Does California want single-payer healthcare?
February 27, 2017
With Republican lawmakers and President Donald Trump planning to repeal some, if not all, of Obamacare, California’s Democrat-controlled state government is considering the idea of instituting a state-run single-payer system that would operate like Medicare. [LA Times]
A single-payer system currently exists in Canada, but it has not been adopted by any state in the United States. Earlier this month, State Sen. Ricardo Lara (D-Bell Gardens) introduced a bill that would make California the first state in the nation to adopt single-payer healthcare.
“In California we say we want health care for everyone,” Lara said last week at a universal health care rally. “In California, we say that health care is a human right.”
Lara also said in an interview that, now more than ever, universal healthcare is popular in the minds of Californians.

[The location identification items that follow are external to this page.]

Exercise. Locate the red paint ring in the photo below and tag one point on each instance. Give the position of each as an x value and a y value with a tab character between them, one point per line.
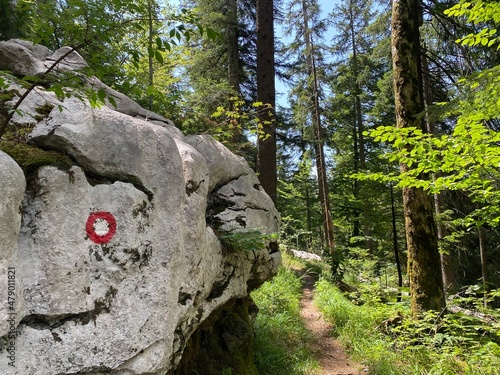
89	227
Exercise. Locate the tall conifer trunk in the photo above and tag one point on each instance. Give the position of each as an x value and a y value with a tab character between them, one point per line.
424	269
319	151
266	93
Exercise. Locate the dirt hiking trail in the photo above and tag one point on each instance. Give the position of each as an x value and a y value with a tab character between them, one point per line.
329	352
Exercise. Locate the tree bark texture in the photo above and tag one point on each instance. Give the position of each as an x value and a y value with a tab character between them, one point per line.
319	148
232	45
424	269
266	93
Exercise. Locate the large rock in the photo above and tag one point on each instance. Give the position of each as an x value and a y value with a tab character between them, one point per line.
118	259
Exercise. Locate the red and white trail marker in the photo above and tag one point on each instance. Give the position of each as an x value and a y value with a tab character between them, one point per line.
101	227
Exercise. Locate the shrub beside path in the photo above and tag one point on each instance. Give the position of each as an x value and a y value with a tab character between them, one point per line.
329	352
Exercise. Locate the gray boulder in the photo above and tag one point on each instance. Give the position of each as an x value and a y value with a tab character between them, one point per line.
118	259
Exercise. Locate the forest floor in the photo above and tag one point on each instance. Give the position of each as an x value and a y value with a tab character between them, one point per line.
329	352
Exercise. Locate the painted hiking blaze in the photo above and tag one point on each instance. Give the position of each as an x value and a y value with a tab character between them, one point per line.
101	227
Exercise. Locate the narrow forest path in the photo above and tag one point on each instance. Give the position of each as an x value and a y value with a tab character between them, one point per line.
329	352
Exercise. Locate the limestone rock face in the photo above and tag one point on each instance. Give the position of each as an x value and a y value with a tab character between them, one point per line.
117	260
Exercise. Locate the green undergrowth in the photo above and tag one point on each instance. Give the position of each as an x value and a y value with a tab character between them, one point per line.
384	337
282	343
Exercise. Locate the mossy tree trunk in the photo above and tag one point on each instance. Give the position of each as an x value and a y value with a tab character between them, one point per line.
424	269
266	93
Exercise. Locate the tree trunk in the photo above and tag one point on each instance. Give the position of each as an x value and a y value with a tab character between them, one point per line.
442	232
424	269
484	273
232	46
318	136
395	244
266	93
150	49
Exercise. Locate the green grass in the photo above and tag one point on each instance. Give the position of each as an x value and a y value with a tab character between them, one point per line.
282	343
386	340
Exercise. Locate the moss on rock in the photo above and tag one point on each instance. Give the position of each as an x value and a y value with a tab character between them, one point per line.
222	344
30	158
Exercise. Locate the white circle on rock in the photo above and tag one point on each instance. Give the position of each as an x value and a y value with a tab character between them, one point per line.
101	227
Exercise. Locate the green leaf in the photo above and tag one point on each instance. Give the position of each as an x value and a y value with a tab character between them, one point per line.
159	57
212	34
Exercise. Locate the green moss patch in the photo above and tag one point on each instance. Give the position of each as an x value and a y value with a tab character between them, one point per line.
30	158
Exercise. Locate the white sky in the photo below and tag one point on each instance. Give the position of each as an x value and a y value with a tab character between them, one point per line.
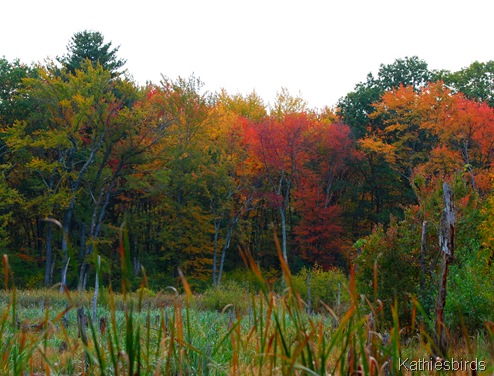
318	48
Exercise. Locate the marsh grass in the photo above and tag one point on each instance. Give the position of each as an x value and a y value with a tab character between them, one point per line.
269	333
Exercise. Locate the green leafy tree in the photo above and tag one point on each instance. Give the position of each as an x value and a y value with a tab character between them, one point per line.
90	45
475	81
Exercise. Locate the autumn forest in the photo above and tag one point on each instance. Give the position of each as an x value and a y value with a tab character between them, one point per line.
193	181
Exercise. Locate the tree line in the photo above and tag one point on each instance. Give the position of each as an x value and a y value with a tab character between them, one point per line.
188	179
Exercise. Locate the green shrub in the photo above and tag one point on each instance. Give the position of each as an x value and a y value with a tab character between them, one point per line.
217	298
470	299
325	286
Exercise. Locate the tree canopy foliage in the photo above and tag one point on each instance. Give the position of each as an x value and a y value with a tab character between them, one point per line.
186	178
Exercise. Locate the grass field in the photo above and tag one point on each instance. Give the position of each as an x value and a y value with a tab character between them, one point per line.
141	333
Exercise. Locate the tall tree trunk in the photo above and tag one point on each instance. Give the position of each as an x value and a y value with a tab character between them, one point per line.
225	247
447	245
96	223
49	255
215	248
423	244
283	234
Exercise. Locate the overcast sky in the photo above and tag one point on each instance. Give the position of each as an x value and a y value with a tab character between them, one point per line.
318	48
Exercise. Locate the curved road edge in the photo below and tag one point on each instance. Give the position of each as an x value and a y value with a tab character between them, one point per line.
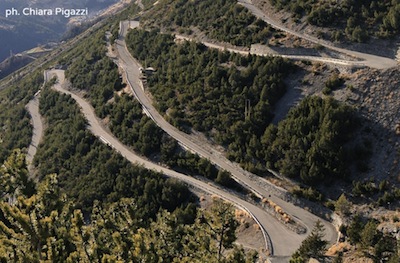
37	127
131	70
278	239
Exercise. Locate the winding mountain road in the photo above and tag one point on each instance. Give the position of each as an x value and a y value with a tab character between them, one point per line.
279	240
368	60
131	70
340	62
37	127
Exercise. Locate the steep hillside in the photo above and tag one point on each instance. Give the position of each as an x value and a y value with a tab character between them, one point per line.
16	30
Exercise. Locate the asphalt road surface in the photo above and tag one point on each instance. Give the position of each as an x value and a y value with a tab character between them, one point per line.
368	60
37	124
131	70
284	241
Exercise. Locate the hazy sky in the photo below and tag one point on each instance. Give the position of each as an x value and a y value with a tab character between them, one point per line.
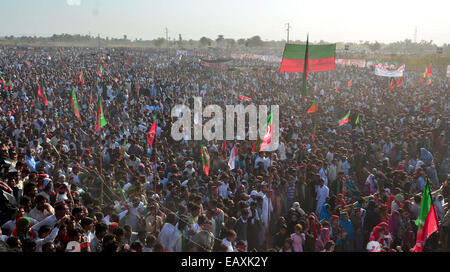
330	20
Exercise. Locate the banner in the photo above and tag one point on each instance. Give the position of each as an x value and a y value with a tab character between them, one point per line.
361	63
268	58
381	70
181	52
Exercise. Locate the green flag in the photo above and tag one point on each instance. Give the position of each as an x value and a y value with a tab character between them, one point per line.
425	204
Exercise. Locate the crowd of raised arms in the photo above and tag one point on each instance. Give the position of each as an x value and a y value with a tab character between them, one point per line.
350	188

If California were to create a single-payer system, private insurers would be replaced with a state agency that would function as an insurance company, paying doctors and hospitals when people seek treatment. All Californians would receive access to health care via the state funded agency. Residents who currently receive insurance through employers would receive coverage through the state.
Bills calling for a single-payer system in California previously made it through the Legislature in 2006 and 2008. But, then-Gov. Arnold Schwarzenegger vetoed both of the bills.
Previous proposals suggested financing the state insurance agency by pooling California’s current funding for Medicaid, Medicare and other health programs, then taxing employees 4 percent of their income and employers 7 percent of payroll. However, a 2008 report produced by California’s Legislative Analyst’s Office found that, even when coupling a tax with pooled state healthcare funds, California would be short more than $40 billion in the first full year of implementing a single-payer system.
“Where were they going to come up with the $40 billion?” said Micah Weinberg, president of the Economic Institute at the Bay Area Council.
Weinberg said single-payer is not feasible to do as a state. He noted a single-payer initiative was scrapped in Vermont, and a single-payer measure that appeared on Colorado’s November ballot failed.
Government officials and healthcare analysts in California have floated other policy proposals the state could adopt instead of a single-payer system. Those suggestions include mimicking how Massachusetts provided universal healthcare and creating a public option — a state-run health plan that would be sold on California’s insurance exchange.